One of the most disturbing things about the decision is that the panel admitted the reality of many of these impacts yet approved the project anyway.
In its decision, the panel said: “The Project, in combination with past, present, and reasonably foreseeable future projects, would likely result in significant adverse cumulative effects on wetlands; old-growth forests; traditional plant potential areas; wetland-reliant species at risk and migratory birds; old- growth forest-reliant species at risk and migratory birds; caribou; biodiversity; and Aboriginal TLU, rights, and culture.”
It also acknowledged that “some types of habitat cannot be reclaimed, the landscape will be significantly altered, and some species loss may be irreversible.”
As the ACFN’s Eriel Deranger says: “the JRP has prioritized oil industry profits before the health and well being of communities and the environment.”
It’s now up to the Alberta and federal governments, who have the final say on the matter.
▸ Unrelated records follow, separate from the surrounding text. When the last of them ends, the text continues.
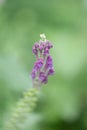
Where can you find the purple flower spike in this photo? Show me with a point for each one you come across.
(33, 74)
(43, 66)
(49, 61)
(51, 71)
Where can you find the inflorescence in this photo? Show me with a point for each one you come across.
(43, 67)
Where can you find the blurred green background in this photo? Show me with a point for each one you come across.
(63, 101)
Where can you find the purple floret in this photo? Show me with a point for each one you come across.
(43, 66)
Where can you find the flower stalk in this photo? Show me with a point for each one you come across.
(43, 68)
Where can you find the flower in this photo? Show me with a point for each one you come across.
(43, 67)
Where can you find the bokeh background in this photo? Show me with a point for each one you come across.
(63, 101)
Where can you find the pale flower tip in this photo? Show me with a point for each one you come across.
(42, 36)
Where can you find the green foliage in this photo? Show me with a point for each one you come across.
(63, 101)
If they approve a project that by Shell's own admission will lead to industry exceeding the province’s pollution limits, they will destroy the last vestiges of credibility they have in claiming they’re overseeing sustainable development.
Targets are meaningless without the political will to enforce them. Apparently, the hope of real environmental policy is good enough for the Joint Review Panel, but hope won't protect water, air or First Nations’ constitutionally protected rights.
Will First Nation and environmental rights take a back seat as the destruction of the land, and water continues?
The choice is yours Premier Redford and Prime Minister Harper – what will it be – oil or people?